Qu’il suive ou non le football, tout quidam un peu au fait de l’actualité aura entendu parler des « ultras ». Ces derniers sont depuis quelques années dans le viseur des autorités, bien relayés par des médias jamais bien loin lorsqu’un sujet semble pouvoir permettre de faire sensation et/ou de semer la peur. Pourtant, bien que certains d’entre eux se rendent parfois coupables de violences, la majorité des ultras ne demande qu’à supporter son club, « partout, toujours » et à passer de bons moments « entre potes ». Ainsi, si l’on pouvait comprendre la volonté des autorités de faire face à la violence des hooligans, la répression qui sévit désormais dans le milieu ultra, et plus largement encore, semble déjà beaucoup moins légitime.

Hooligan, ultra, qu’est-ce que c’est ?

Pour comprendre tout ça, reprenons au début et à la naissance des mouvements hooligan et ultra. Concernant le hooliganisme, il apparait autour des terrains et de manière significative au cours des années 60. Il existait bien une violence auparavant, mais elle n’était pas organisée, plutôt spontanée, et souvent liée à l’aspect sportif. Ainsi, une erreur d’arbitrage coûtant la victoire à une équipe, pouvait être suivie de violences improvisées de la part d’une partie du public. Il est d’ailleurs intéressant de noter que l’on peut trouver, jusque dans les années 80, des journalistes justifiant ces violences (par exemple, lorsqu’un arbitre a commis une erreur d’arbitrage ou encore face à des provocations policières). Aujourd'hui, et depuis environ 50 ans, cette violence est organisée et n'est plus nécessairement la conséquence de ce qui se passe sur le terrain. Depuis l’avènement du hooliganisme, il est dans la majorité des cas décidé qu'il y aurait des affrontements entre supporters bien avant le début d'un match. Les hooligans sont organisés en groupes indépendants du club (appelés « firms » outre-Manche) et supportent leur équipe, à domicile comme à l’extérieur, par l’intermédiaire de chants et de combats de rue face aux groupes adverses.

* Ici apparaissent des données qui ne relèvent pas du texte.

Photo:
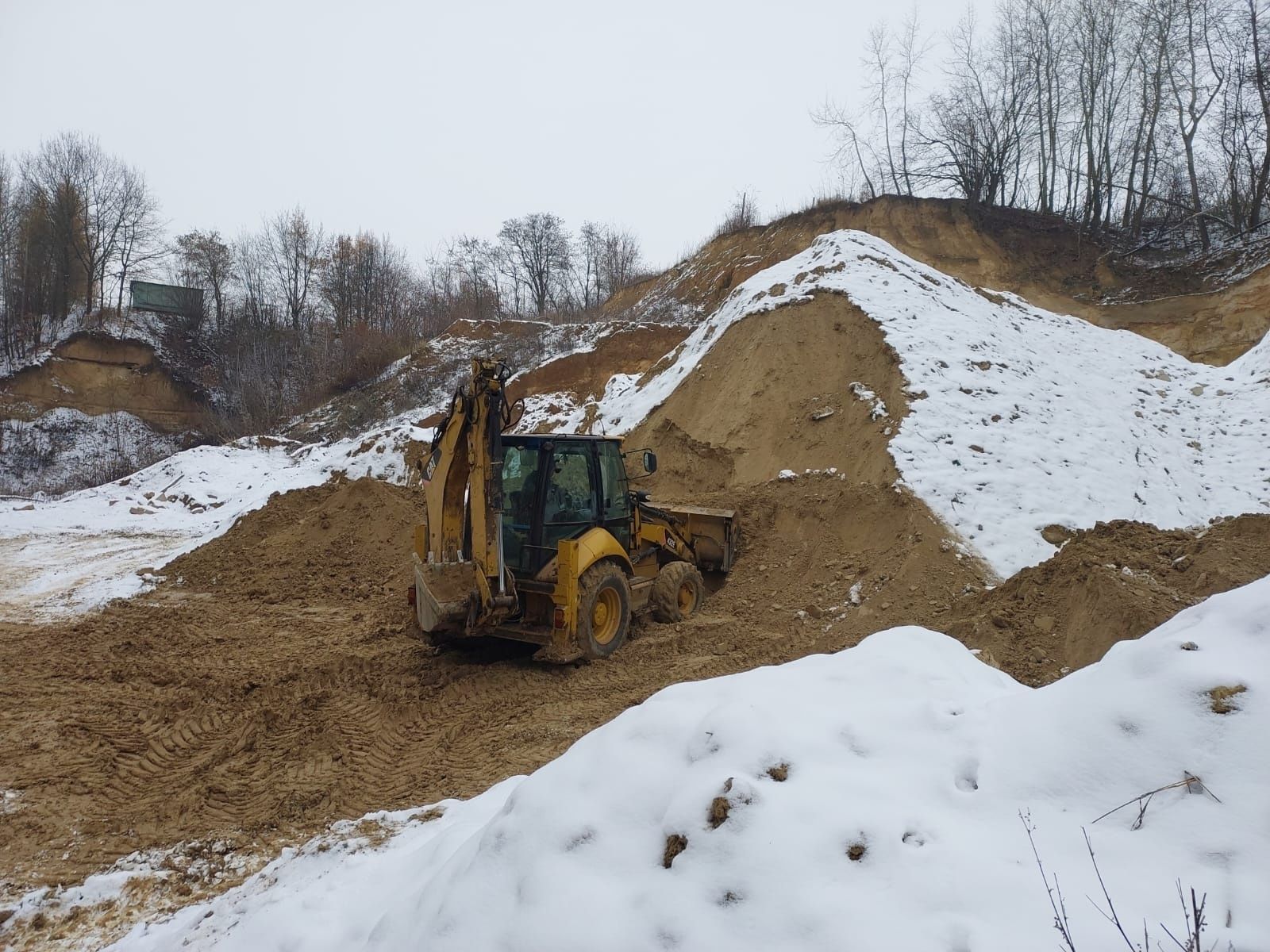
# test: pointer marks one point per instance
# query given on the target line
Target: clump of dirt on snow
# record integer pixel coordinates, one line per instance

Face aux défilés des groupes anglais dans les villes européennes, le mouvement ultra nait en Italie au tournant des années 70. A l’instar des hooligans, ils sont indépendants et ont pour objectif de suivre et de supporter leur club « partout, toujours ». Comme eux, ils misent sur les chants pour ce faire, néanmoins, bien qu’ils existent également dans le milieu ultra, les affrontements de rue y sont moins prioritaires et moins systématiques.

Plus organisés et comptant plus de membres que les firms anglaises, ils ne se contentent pas de chants et de « fights » pour défendre l’honneur de leur club et de leur ville. La première différence majeure concerne les « tifos ». Ces animations réalisées par les groupes ultras sur leurs fonds propres donnent au stade une dimension nouvelle et sont l’occasion pour chacun d’entre eux de faire montre de leur puissance et de leur créativité. Les ultras se veulent également une sorte de garde-fou de l’identité de leur club et du football en général. Ainsi, nombreux sont les groupes à s’être opposés à la direction de leur club, de leur fédération ou aux pouvoirs politiques (mauvaise gestion, prix des places, horaires, « foot business », répression...). En France, c’est ce mode de supporterisme qui s’est majoritairement imposé dans les tribunes.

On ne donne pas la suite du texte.